“You’re letting a kid do the electrical?” I ask.
Niro leans a little closer to the screen. “Yeah. The kid’s got smaller fingers than me. It’s perfect.”
I shake my head. I’m sure he’s turned off the power, but still…
“King said you guys installed new standards,” Garrett says, nudging us to the conversation we’re meant to be having.
“Yeah.” Halo points to something over his shoulder. “Can you see this?”
He angles the camera at a large board with members’ names down the left and a whole bunch of categories across the top.
“Yeah. What are we looking at?” Garrett asks, leaning forward and squinting.
“We introduced four categories,” Niro says. “Endurance, Firearms Accuracy, Tactical Mobility, and Auxiliary Skill Set. Since we put it in place a year ago, Jersey’s men have improved endurance by thirty percent, firearms proficiency and accuracy by twenty-eight percent, tactical mobility by forty-three percent, and every member has at least two additional recognized skills. Locksmithing, advanced driving, reconnaissance, EMT trauma basics—Switch even started a triage and nursing program.”
“Those are good numbers,” Garrett admits.
I nod. “We’ll get to how you implemented it in a second, but what do you think caused the biggest buy-in?”
“Themenwould say it was that King chewed them all out,” Niro says.
“So, what’s the truth?” I ask
Halo laughs, and he flips to another chart that looks exactly the same. “This.”
The improvements look just as powerful, and then I see the names. Gwen. Iris. Rae. Calista. “You got the old ladies doing it too.”
Niro grins. “My idea. I was already doing self-defense shit with them, but they were getting bored of drills. As soon as Clutch saw Gwen’s numbers, he kicked his own up a gear.”
I can just imagine Grudge’s face if I started sharing Lucy’s numbers with him.
Halo laughs. “I remember the day Gwen fucking smashed his assault course time. The guy has now lost sixteen pounds, dropped to single-digit body fat, and runs that course every fucking week.”
“Clutch always did like cake,” Garrett says.
“So, walk us through it,” I say. “What’s in each section? How did you train the men for it? Was there pushback? How frequently do you address it?”
Garrett and I both make notes as the brothers talk about setting up an infrastructure, finding the right teachers, leveraging external expertise. Halo hired one of his former Navy SEAL brothers to consult on an assault course they’d built on land next to the clubhouse. Spark helped the club figure out how to walk the line between acting like a military unit, but also still feeling the freedom of the life by positioning it as increasing their success rates in carrying out club business.

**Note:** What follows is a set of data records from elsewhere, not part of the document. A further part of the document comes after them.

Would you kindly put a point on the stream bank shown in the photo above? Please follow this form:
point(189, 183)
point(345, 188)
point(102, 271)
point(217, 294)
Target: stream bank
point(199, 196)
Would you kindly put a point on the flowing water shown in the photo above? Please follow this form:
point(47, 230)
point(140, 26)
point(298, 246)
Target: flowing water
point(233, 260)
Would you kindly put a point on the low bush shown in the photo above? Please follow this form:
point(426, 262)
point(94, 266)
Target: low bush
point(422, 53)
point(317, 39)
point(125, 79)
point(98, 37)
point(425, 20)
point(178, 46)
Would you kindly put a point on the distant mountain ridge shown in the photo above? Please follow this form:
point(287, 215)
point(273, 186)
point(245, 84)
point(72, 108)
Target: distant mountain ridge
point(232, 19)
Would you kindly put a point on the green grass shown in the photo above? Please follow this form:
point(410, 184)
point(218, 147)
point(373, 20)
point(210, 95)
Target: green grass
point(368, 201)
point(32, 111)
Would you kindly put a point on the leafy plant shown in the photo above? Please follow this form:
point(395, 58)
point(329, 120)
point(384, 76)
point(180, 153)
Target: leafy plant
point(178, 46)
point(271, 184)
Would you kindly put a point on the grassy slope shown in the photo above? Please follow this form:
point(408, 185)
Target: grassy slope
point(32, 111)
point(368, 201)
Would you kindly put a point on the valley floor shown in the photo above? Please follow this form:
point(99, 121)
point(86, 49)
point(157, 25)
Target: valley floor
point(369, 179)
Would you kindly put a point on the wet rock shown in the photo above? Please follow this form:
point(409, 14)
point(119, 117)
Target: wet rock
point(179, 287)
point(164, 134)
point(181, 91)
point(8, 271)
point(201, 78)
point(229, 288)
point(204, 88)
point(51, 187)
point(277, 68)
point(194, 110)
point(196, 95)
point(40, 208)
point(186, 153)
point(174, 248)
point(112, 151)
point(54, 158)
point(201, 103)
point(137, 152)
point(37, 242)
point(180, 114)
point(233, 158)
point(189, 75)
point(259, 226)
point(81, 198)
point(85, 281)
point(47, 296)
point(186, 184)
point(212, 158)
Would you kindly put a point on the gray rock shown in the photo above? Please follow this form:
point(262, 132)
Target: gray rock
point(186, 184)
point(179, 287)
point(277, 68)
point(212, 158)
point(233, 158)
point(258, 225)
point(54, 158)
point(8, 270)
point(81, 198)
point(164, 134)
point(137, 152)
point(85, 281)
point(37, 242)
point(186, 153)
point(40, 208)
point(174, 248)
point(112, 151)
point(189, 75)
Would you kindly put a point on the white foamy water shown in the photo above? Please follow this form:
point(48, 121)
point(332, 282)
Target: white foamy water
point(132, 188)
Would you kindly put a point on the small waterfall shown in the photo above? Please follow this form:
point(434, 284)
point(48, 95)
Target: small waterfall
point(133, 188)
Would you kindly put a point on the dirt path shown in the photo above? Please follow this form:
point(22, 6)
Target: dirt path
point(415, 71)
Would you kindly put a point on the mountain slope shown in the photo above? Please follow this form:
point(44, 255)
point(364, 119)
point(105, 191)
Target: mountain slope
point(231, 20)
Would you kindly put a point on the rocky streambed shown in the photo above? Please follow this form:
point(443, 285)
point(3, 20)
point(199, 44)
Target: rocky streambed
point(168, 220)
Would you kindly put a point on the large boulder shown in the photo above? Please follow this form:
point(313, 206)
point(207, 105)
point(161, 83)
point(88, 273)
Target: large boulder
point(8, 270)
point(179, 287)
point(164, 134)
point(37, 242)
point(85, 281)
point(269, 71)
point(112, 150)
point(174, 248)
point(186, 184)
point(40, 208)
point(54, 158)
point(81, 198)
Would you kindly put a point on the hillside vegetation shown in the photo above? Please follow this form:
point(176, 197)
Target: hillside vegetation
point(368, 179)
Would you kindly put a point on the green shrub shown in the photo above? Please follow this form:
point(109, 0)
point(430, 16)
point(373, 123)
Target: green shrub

As for time, each member was meant to put an afternoon a week on their additional skills, with brothers taking it in turns teaching one another. Like Vex teaching drone surveillance or Niro teaching survival skills. King has also made an investment in gear. Discrete body armor during raids was now mandatory to reduce injuries.
Now, they’re more effective, with more skills, which means they make more money and get hurt less.
Halo sets the laptop back down and wipes sweat from his forehead with his elbow. “Anyway, that’s the overview. We can send you templates, the breakdown, the minimum-standards list. You can adapt it however you want.”
“We appreciate it,” I say, wrapping up writing my notes. “We might have to start small, like you did, and build up to what you have now, so if you have some of your early-day stuff too, that would be helpful.”
Garrett nods beside me. From the way he’s pulling at a loose piece of thread on his hoodie, I can see he’s checked out. Whatever’s been weighing on him this morning still has him in its grip.
“You two good?” Niro asks.
“Yeah,” Garrett answers too quickly. “Just thinking.”
“That’s dangerous,” Spark says, arriving with Archer under his arm like a wriggling and chuckling football. He waves as he walks by.
“Fuck you,” Garrett says, but he manages to pull some warmth from somewhere, so no one gets offended.
Then, Halo claps his hands. “Okay, Colorado. We got to get back to childproofing this deathtrap.”